People are seen outside a polling station in Canberra, Australia, May 15, 2019. Leaders of Australia's major political parties have made their last pitch to voters ahead of the general election on Saturday. (Xinhua/Liang Tianzhou)
CANBERRA, May 16 (Xinhua) -- Leaders of Australia's major political parties have made their last pitch to voters ahead of the general election on Saturday.
In his final major speech of the campaign, Australian Prime Minister Scott Morrison told the National Press Club here on Thursday that "now is not the time" for a change in government.
According to the latest Newspoll, one of the nation's leading opinion polls, released on Sunday night, the opposition Australian Labor Party (ALP) leads the incumbent Liberal-National Party coalition (LNP) 51-49 on two-party preferred terms.
Morrison on Thursday's address stressed that, despite the polls, the election was not "run and done."
"This will be a close election. That is not something, I think, anyone was writing two months ago, six months ago, eight months ago," he said, referring to his party's revival in the polls under his leadership.
"Every single vote that is cast on this Saturday will decide who will lead our country... who will form the government.
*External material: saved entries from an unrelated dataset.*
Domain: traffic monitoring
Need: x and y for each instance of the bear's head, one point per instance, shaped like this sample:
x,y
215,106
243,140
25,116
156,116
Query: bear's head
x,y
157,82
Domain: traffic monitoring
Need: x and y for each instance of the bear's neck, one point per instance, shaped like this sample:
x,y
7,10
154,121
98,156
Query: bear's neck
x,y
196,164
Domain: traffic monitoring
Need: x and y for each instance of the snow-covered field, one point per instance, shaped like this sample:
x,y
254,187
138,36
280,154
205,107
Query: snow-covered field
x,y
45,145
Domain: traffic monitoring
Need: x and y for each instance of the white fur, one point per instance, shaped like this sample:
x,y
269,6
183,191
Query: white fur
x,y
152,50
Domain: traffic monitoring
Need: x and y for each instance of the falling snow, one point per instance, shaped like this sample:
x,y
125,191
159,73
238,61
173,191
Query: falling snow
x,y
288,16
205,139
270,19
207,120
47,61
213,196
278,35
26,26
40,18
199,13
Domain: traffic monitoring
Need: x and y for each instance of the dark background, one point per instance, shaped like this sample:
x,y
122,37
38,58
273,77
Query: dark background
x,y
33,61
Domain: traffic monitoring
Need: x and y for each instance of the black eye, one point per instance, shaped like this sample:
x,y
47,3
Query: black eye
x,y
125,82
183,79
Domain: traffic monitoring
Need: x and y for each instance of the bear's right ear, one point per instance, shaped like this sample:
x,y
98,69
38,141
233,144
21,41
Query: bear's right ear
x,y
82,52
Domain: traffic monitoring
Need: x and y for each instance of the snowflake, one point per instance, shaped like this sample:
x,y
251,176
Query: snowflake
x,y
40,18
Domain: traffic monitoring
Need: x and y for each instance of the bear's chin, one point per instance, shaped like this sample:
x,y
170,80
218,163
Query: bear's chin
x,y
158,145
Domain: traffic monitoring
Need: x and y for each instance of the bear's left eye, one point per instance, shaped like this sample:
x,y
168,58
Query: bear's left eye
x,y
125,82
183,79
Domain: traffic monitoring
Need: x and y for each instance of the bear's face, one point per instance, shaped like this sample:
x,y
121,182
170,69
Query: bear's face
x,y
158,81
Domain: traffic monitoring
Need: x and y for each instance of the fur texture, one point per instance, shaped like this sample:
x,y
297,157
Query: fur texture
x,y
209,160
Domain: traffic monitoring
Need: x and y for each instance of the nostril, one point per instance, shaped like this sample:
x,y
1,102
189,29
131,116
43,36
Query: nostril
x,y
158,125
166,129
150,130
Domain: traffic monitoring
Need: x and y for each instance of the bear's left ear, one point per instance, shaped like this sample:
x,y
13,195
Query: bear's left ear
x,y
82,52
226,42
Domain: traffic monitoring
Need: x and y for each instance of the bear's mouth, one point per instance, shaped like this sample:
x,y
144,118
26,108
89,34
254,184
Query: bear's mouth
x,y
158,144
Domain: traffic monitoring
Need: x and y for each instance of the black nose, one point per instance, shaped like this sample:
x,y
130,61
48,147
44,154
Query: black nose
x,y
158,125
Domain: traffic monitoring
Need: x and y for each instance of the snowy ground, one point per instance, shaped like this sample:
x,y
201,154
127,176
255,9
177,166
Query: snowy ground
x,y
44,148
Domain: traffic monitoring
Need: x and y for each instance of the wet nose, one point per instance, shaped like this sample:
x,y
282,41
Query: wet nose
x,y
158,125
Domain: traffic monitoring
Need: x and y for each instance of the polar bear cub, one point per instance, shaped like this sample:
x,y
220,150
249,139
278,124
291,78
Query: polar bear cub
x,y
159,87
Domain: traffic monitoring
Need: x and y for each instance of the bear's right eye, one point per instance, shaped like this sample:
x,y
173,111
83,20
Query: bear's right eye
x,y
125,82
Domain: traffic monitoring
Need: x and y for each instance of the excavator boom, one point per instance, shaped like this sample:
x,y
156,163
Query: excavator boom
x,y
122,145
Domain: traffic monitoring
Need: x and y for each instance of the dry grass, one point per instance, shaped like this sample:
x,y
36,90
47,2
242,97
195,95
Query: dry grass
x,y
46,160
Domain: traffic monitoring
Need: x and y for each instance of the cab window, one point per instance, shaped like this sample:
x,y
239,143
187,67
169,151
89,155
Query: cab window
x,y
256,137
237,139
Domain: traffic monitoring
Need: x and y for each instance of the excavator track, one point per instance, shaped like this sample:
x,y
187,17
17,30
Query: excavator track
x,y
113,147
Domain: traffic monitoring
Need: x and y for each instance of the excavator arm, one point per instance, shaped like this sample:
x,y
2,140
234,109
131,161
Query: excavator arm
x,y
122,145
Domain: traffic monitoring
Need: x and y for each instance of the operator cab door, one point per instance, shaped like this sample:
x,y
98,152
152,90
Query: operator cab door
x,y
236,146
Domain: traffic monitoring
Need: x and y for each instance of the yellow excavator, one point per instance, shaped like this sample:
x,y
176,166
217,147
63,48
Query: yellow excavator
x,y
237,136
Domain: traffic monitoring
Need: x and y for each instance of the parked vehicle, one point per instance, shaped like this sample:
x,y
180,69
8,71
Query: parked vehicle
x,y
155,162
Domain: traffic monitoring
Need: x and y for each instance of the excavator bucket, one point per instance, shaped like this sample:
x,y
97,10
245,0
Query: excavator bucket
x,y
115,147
"It will determine not just the three years that are in front of us but I believe the next decade that Australia will live in, the next decade of the economy that Australians will live in, and the choices that they will have."
Morrison's final speech echoed the sentiments that he has built his re-election campaign on, promising fiscal stability and significant tax cuts across the board while attacking Shorten's plan to tax the "top end of town."
ALP leader Bill Shorten also delivered his final campaign speech on Thursday.
"Our nation must choose the habits and fears of the past or the demands and opportunities of the future," he said.
"The nation's door to the future stands ajar and we ask the men and women of Australia to vote for change on May 18. We ask you to vote for new ideas, new equality of opportunity."
On Wednesday night, Morrison made his final bid to Chinese voters who will be crucial in marginal electorates in and around Sydney, according to The Sydney Morning Herald.
Speaking in Sydney's Chinatown, Morrison committed to enhancing "relations with China," describing the relationship as "very much co-dependent."
"The linkages go well beyond the economics to the heritage that we share in common and that provides Australia with a unique opportunity to pursue this relationship," he said.
"I know of no community who does not work harder, start more businesses, or apply themselves more to the education of their children."
The Australian Electoral Commission has warned that a record number of early votes could delay counting when polls close on Saturday and make it difficult to declare a winner on election night.
About 3.4 million people had cast their ballots early as of the close of business on Wednesday, more than the 2.98 million pre-poll votes lodged in the 2016 election.